2.3 Die Kirchen im Nationalsozialismus - Kooperation oder Konfrontation?

Im Juli des Jahres 1933 gehörten 94 Prozent der Bevölkerung der Stadt Neustadt der katholischen oder protestantischen Kirche an. Hiervon waren 57 Prozent protestantischer, 37 Prozent katholischer Konfession1. Die Pfarrei St. Maria war bis 1941 die einzige katholische Pfarrei der Stadt. Weitere Wirkungsorte der katholischen Kirche waren die 1933 feierlich eingeweihte Winzinger St. Josephskirche und das Herz-Jesu-Kloster. Die Stiftskirche wurde – wie auch heute noch – von beiden Konfessionen genutzt. Darüber hinaus war die Alte Winzinger Kirche ein Ort der protestantischen Glaubensgemeinschaft.

Das Verhältnis zwischen den zwei großen Konfessionen und dem NS-Staat hat die Forschung viel beschäftigt und zu vielen Kontroversen geführt. Stand vor allem die Kooperation oder die Konfrontation im Vordergrund? Der erste Teil dieses Unterkapitels beleuchtet die Zeit kurz nach der nationalsozialistischen „Machtergreifung“. Im zweiten Teil wird das Verhältnis der protestantischen Kirche zum Nationalsozialismus beispielhaft anhand eines Konfliktes veranschaulicht, der sich im Jahr 1934 zwischen den drei evangelischen Pfarrern der Stadt Neustadt entwickelte. Der letzte Abschnitt beleuchtet das Verhältnis zwischen der katholischen Kirche in Neustadt und dem NS-Regime. Mithilfe der hier präsentierten Aufgabenstellungen kannst du am Ende deine eigenen Antworten auf die Frage „Kooperation oder Konfrontation?“ formulieren.

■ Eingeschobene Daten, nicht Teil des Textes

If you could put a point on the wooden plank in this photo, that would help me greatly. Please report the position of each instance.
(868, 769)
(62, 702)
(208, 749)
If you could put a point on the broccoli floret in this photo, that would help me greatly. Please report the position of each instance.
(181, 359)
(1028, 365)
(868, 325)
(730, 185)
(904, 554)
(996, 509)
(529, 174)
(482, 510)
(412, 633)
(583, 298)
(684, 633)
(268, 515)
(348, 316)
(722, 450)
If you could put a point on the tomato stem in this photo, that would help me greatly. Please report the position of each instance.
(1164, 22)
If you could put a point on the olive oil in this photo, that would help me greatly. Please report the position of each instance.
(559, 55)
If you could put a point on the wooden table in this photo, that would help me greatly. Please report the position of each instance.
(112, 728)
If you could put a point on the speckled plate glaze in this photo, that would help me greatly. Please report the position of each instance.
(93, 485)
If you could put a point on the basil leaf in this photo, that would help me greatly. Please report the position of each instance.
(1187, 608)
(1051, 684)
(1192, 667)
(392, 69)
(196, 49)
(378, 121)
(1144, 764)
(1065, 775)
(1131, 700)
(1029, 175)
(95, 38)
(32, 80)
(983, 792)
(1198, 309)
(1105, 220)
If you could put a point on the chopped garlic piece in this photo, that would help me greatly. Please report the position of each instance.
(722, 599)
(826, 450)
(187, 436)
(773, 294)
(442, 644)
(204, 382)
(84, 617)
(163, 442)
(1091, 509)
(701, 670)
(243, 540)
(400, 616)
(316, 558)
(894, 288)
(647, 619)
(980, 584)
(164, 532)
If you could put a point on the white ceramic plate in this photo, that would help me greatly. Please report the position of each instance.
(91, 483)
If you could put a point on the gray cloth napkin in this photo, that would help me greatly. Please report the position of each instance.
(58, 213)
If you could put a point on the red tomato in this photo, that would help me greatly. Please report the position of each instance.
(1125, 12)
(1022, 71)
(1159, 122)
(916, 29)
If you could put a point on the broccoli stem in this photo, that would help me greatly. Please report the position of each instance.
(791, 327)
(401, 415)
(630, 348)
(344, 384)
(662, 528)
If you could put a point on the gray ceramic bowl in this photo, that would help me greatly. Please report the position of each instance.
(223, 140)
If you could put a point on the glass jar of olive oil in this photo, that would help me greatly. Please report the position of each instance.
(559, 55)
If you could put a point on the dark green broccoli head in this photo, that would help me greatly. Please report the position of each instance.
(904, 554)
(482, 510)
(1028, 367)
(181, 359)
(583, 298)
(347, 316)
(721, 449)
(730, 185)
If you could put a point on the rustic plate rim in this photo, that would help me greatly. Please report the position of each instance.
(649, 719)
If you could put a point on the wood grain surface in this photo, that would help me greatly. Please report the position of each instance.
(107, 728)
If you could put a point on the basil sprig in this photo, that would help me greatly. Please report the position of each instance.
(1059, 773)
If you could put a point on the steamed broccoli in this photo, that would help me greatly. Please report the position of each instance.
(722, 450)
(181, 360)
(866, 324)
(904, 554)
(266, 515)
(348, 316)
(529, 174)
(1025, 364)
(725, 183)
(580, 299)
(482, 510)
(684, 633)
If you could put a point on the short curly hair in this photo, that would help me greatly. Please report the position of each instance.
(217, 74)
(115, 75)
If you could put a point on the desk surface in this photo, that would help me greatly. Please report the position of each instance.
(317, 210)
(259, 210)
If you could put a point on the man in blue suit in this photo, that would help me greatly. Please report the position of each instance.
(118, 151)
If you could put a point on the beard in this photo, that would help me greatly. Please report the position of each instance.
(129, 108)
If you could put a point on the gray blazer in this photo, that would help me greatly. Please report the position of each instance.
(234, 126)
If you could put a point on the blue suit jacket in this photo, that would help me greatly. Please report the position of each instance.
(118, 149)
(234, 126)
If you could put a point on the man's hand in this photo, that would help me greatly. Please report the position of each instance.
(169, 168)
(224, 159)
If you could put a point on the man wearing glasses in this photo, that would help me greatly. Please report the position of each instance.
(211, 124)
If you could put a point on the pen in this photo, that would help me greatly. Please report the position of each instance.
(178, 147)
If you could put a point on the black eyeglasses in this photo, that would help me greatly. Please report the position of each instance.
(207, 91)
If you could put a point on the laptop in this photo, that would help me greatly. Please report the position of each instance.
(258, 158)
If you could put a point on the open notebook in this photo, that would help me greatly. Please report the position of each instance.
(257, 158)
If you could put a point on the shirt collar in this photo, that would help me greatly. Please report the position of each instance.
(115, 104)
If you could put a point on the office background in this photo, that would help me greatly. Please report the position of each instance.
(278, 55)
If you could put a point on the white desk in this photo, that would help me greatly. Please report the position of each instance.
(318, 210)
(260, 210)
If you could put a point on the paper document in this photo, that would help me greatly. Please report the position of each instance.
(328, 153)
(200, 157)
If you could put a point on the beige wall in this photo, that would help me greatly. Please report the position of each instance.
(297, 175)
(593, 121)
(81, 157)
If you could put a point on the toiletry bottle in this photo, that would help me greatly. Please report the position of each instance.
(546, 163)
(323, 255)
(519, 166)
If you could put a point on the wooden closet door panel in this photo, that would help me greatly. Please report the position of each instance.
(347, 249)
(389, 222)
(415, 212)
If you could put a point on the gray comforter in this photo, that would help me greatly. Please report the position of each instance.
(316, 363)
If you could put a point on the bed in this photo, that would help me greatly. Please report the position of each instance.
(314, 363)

Auch heute sind die katholische und protestantische Kirche weiterhin die größten Glaubensgemeinschaften in Deutschland. Im Jahr 2019 gehörten 27 Prozent der deutschen Bevölkerung der katholischen und 25 Prozent der evangelischen Kirche an. Ungefähr 38 Prozent der Menschen fühlen sich keiner Religion zugehörig. Die restlichen 10 Prozent verteilen sich auf weitere Religionsgemeinschaften. Beantworte vor der Bearbeitung dieses Kapitels die Impulsfrage, aus welchen Gründen die Beschäftigung mit der Geschichte der Kirchen im Nationalsozialismus heutzutage sinnvoll sein könnte. Im Anschluss kannst du dir im Podcast mit dem Kirchenhistoriker Thomas Fandel anhören, welche Antwort dieser auf die Frage gibt.

Impulsfrage

Warum könnte die Beschäftigung mit den Kirchen zur Zeit des Nationalsozialismus heute noch wichtig sein?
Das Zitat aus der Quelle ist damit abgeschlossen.